Another app that embodies a design philosophy that counters unbroken scroll and cultural drift is Wordle —with its one puzzle a day. Its strength lies in its boundary—you can’t binge it, and its closure is literal and shared.

Because the puzzle is the same for everyone, it becomes a point of convergence — a common experience across strangers and communities. The resolution is built in, and that closure is what gives it weight.

Designers cannot avoid their role in molding society. Every decision is ethical labyrinth. Every omission shapes culture. Every interface is an argument about how meaning works. If our designs are hollow, they will train us into hollowness. If they carry conviction, they will cultivate conviction.

Choosing meaning

We like to say design reflects culture, but that’s only half the truth. Culture also reflects design. And the interfaces we are building today don’t just echo nihilism — they embed it, normalize it, and accelerate it.

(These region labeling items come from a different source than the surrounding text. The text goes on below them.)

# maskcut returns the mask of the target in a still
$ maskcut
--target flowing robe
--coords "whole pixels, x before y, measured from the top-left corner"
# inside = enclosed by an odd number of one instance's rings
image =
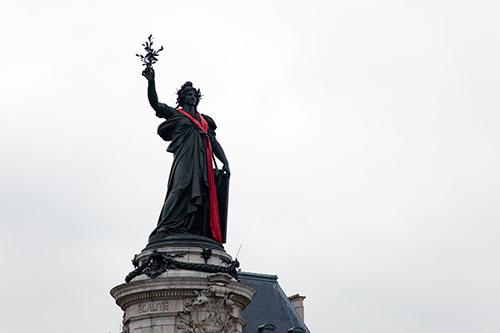
[[[174,154],[174,161],[158,225],[151,236],[157,233],[192,233],[213,238],[208,211],[205,134],[185,115],[170,109],[171,115],[158,127],[158,135],[165,141],[171,141],[167,151]],[[212,140],[217,126],[212,118],[203,117],[208,123],[208,136]],[[195,118],[200,121],[197,115]]]

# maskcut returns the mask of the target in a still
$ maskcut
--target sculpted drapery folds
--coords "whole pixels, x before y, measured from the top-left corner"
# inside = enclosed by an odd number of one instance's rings
[[[165,119],[158,135],[170,141],[167,151],[174,154],[167,195],[150,240],[189,233],[222,243],[212,155],[223,163],[228,176],[230,170],[215,135],[217,125],[211,117],[198,113],[201,93],[191,82],[177,91],[177,108],[172,108],[158,101],[153,68],[146,67],[143,76],[148,80],[151,107],[157,117]]]

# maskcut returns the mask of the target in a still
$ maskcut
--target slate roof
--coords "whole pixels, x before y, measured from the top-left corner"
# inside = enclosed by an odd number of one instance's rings
[[[278,284],[278,276],[240,271],[238,278],[257,291],[243,310],[243,333],[310,333]]]

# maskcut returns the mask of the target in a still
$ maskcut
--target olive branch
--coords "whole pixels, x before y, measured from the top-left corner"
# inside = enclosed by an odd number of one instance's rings
[[[159,52],[163,51],[163,46],[161,46],[158,50],[153,49],[153,35],[149,35],[148,40],[142,44],[142,46],[144,46],[146,54],[136,54],[136,56],[141,59],[143,66],[151,68],[153,67],[153,64],[158,61]]]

The real question isn’t whether design has agency, but whether designers are willing to own the meanings they create — or the voids they leave behind.

Part of the work is rhetorical. Designers can learn to reframe meaning as a kind of metric in itself — arguing that coherence builds retention, that conviction breeds loyalty. If the industry only speaks numbers, then one task is to translate values into that language without losing the values themselves.

If we refuse that responsibility, our interfaces will go on teaching the same lesson, swipe after swipe—that meaning itself is negotiable, optional, disposable. And the more we live inside those lessons, the more we risk losing the very capacity to imagine life beyond the abyss.